Oradan Yemeniciler Arastası’na geçin. Daracık sokaklar, küçücük dükkanlar, yöresel el işleri arasında gezinmek zamanı yavaşlatmak gibi… O yavaşlıkla hemen vedalaşmayın, çarşıdan ayrılmadan önce mutlaka asma yapraklarının gölgesinde bir Türk kahvesi için.
Eski Evler, Çeşmeler
Safranbolu’nun birbirinden güzel evlerinin arasında gezinirken, sokaklarda kimi bir ağaç altında kalmış kimi dükkanlar arasına sıkışmış çeşmeleri ıskalamayın.

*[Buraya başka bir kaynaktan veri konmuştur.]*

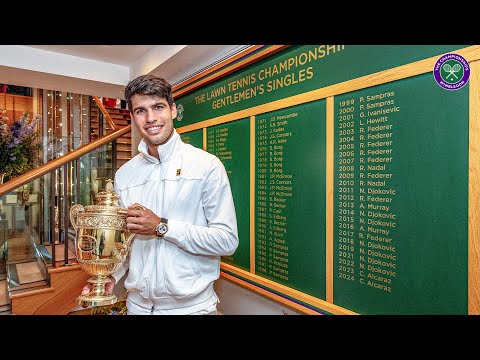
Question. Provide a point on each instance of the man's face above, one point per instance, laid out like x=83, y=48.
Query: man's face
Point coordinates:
x=153, y=118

Her biri ayrı güzel sokak çeşmeleri, geçmişin izlerini süreceğiniz detaylar saklıyor.
İlk Kahve Müzesi
Türkiye’nin ilk Türk Kahvesi Müzesi Safranbolu’da açıldı. Çok büyük ve gösterişli bir müze beklentisiyle gitmeyin ama bir kahve severseniz mutlaka görün. Kahvenin yolculuğuna dair ilginç parçalar bulacaksınız. Seyahat tipi cezvelerden kahve taşıma kutularına, yokluk yıllarında ortaya çıkan nohut kahvesinden Atatürk’ün doktoruyla içtiği son kahvenin replikasına kadar birçok şeyi inceleyebilirsiniz.
Muhteşem Kalem İşleri
Mehmet İzzet Paşa Camii’nin içindeki kalem işlerine ve kubbedeki süslemelere bayıldım. 1796’da inşa edilen caminin içini mutlaka görün, huzur veren detayların büyüsünde kaybolun. Nuruosmaniye Camii’nin küçük bir benzeri olarak değerlendiriliyor.
Safranbolu Kent Tarihi Müzesi, geçmişten bugüne yörenin kültürünü anlamak için iyi bir kaynak. Müzenin içi kadar bahçesi de güzel. Kültürel ve tarihi dokuya dair keyifli bir gezinti yaptıktan sonra, bahçede biraz soluklanıp hem Safranbolu’yu tepeden izlemeyi hem de kuş seslerini dinlemeyi unutmayın.
Taşın ve Suyun Gücü
Dereköy Dizdar Su Değirmeninde, muhteşem bir doğanın ortasında kendinizi adeta saklı bir cennete düşmüş gibi hissediyorsunuz. Taşın ve suyun gücüyle sarmalanırken, gözleriniz yeşilin en güzel tonları ile buluşuyor. Su kenarında yemek yerken tercihinizi yöresel lezzetlerden yana kullanın derim.